3.    Infine altra strada che Sonia ha dovuto intraprendere è quella più difficile, quella della malattia, diagnosticatale circa tre anni fa. E fai tutto quello che c’è da fare, anche quando ti viene da chiederti se ne vale la pena. Ma Sonia non si faceva mai questa domanda e si affidava con grande speranza e fiducia alle cure oncologiche, affrontando diagnostiche, interventi chirurgici, chemioterapie. A dire il vero c’erano alcune domande, quelle che chiedevano ragione della sua condizione: Ma cossa goi fatto mi? Mi che gavevo da fare tante robe!  Ma erano domande saldamente appese a un interlocutore divino da cui lei non si schiodava. Fossero le candele che recuperava da qualche santuario e ardevano a casa sua, fossero le visite a S. Antonio, a p. Leopoldo, a Monte Berico, fosse il viaggio a Lourdes, fossero la messa e la confessione, Sonia portava il suo male di fronte al Signore. Come scriveva a un’amica prima del ricovero estivo:  L’unica cosa che vi chiedo sono tante preghiere. Da un paio di mesi il quadro si era aggravato e lei, d’accordo con Stefano, si era trasferita a casa della mamma che le assicurava compagnia e la necessaria assistenza. Capiva bene che la situazione non era semplice ma non c’erano in lei segni di impazienza. Aveva iniziato a percorrere ancora una volta un’altra strada, quella in cui il Signore legava il Natale suo al Natale di Sonia. Un Natale in cui lei si sentiva bene, in cui è ritornata a casa sua, in cui è riuscita a partecipare alla prima messa vespertina della festa, ad andare a mangiare una pizza come non faceva da tempo, a fare un giro in piazza a Castelfranco, a entrare qui in chiesa dopo la messa di mezzanotte per scambiare qualche augurio. Il giorno di Natale aveva pranzato con i suoi, in famiglia e, data la serenità e la gioia di quei momenti, risultavano strane le parole con cui si era confidata la sera prima con Stefano e ad alcuni amici: «Questo è l’ultimo Natale». Ma era proprio così e lei ne era consapevole. Il giorno dopo, S. Stefano, la comunione arriva a casa e lei la divide a con il marito, come se il Signore dovesse accompagnare il cammino di entrambi. Il loro incontro era cominciato con un pane sfornato e continuava con il Pane spezzato.

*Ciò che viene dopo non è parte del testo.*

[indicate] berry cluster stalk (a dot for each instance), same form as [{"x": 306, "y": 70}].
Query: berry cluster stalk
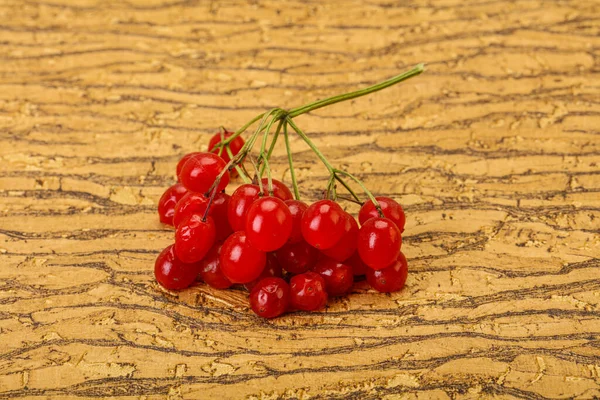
[{"x": 284, "y": 119}]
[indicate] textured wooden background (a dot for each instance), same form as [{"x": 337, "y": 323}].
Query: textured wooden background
[{"x": 494, "y": 151}]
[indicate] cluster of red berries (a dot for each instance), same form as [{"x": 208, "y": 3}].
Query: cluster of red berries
[{"x": 289, "y": 255}]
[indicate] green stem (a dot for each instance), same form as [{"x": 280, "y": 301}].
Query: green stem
[
  {"x": 352, "y": 95},
  {"x": 311, "y": 145},
  {"x": 364, "y": 188},
  {"x": 348, "y": 188},
  {"x": 290, "y": 161},
  {"x": 273, "y": 142},
  {"x": 243, "y": 129},
  {"x": 241, "y": 172}
]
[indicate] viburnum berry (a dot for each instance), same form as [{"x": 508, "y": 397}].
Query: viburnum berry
[
  {"x": 235, "y": 145},
  {"x": 308, "y": 292},
  {"x": 272, "y": 269},
  {"x": 240, "y": 261},
  {"x": 338, "y": 276},
  {"x": 200, "y": 172},
  {"x": 346, "y": 246},
  {"x": 168, "y": 201},
  {"x": 379, "y": 242},
  {"x": 391, "y": 210},
  {"x": 297, "y": 209},
  {"x": 239, "y": 204},
  {"x": 191, "y": 203},
  {"x": 297, "y": 258},
  {"x": 280, "y": 190},
  {"x": 210, "y": 271},
  {"x": 323, "y": 224},
  {"x": 183, "y": 160},
  {"x": 194, "y": 237},
  {"x": 172, "y": 273},
  {"x": 270, "y": 297},
  {"x": 359, "y": 268},
  {"x": 268, "y": 224},
  {"x": 389, "y": 279}
]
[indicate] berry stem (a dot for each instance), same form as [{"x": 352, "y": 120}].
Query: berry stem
[
  {"x": 240, "y": 171},
  {"x": 311, "y": 145},
  {"x": 290, "y": 161},
  {"x": 273, "y": 142},
  {"x": 358, "y": 93},
  {"x": 364, "y": 188},
  {"x": 348, "y": 188}
]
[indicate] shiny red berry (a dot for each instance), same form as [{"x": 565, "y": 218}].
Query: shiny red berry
[
  {"x": 391, "y": 210},
  {"x": 308, "y": 292},
  {"x": 191, "y": 203},
  {"x": 235, "y": 145},
  {"x": 280, "y": 190},
  {"x": 239, "y": 204},
  {"x": 194, "y": 237},
  {"x": 210, "y": 272},
  {"x": 167, "y": 202},
  {"x": 359, "y": 268},
  {"x": 270, "y": 297},
  {"x": 297, "y": 209},
  {"x": 268, "y": 224},
  {"x": 297, "y": 258},
  {"x": 338, "y": 276},
  {"x": 272, "y": 269},
  {"x": 240, "y": 261},
  {"x": 323, "y": 224},
  {"x": 172, "y": 273},
  {"x": 390, "y": 279},
  {"x": 199, "y": 172},
  {"x": 346, "y": 246},
  {"x": 183, "y": 160},
  {"x": 379, "y": 242}
]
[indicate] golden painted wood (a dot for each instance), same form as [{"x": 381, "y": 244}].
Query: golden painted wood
[{"x": 494, "y": 152}]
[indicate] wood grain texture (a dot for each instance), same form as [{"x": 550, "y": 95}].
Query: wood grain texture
[{"x": 494, "y": 152}]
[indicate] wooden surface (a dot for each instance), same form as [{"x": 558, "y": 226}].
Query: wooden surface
[{"x": 494, "y": 152}]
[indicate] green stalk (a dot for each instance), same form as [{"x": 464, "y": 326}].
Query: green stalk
[
  {"x": 352, "y": 95},
  {"x": 290, "y": 161},
  {"x": 311, "y": 145}
]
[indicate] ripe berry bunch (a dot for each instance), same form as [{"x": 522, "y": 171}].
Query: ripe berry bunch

Di li a poco il ricovero e quei giorni e quelle ore in cui il presepe sembra trasferirsi in terapia intensiva. Ancora il tempo di risvegliarsi, di salutare, di conversare con qualcuno. Ancora il tempo per qualche preghiera, per il rosario: Dillo tu, perché non ce la faccio. Io ti seguo. Poi il Signore che arriva e arriva anche lei, Sonia, come i magi. Prostratisi lo adorarono. Anche lei era prostrata da una malattia e anche lei era ricca di doni: non oro, incenso e mirra, ma quelli di una vita che profuma di verità e di gioia, nonostante tutto.

Fratelli, diceva S. Paolo poco fa, il momentaneo leggero peso della nostra tribolazione ci procura una quantità smisurata ed eterna di gioia, perché noi non fissiamo lo sguardo sulle cose visibili, ma su quelle invisibili. Quelle visibili sono di un momento, quelle invisibili sono eterne. Ecco, Sonia ha rivolto lo sguardo all’invisibile e ci ha aiutato a fare altrettanto. Con l’entusiasmo che metteva nelle cose, con la sua passione per gli altri, con la sua voglia di rimanere con il Signore anche quando sembrava lontano.  È questa in fondo l’altra strada dei Magi, quella che Sonia ci lascia perché ritorniamo al nostro paese, a questo paese che lei amava, in maniera differente, agganciati al Signore e capaci di brillare della sua luce.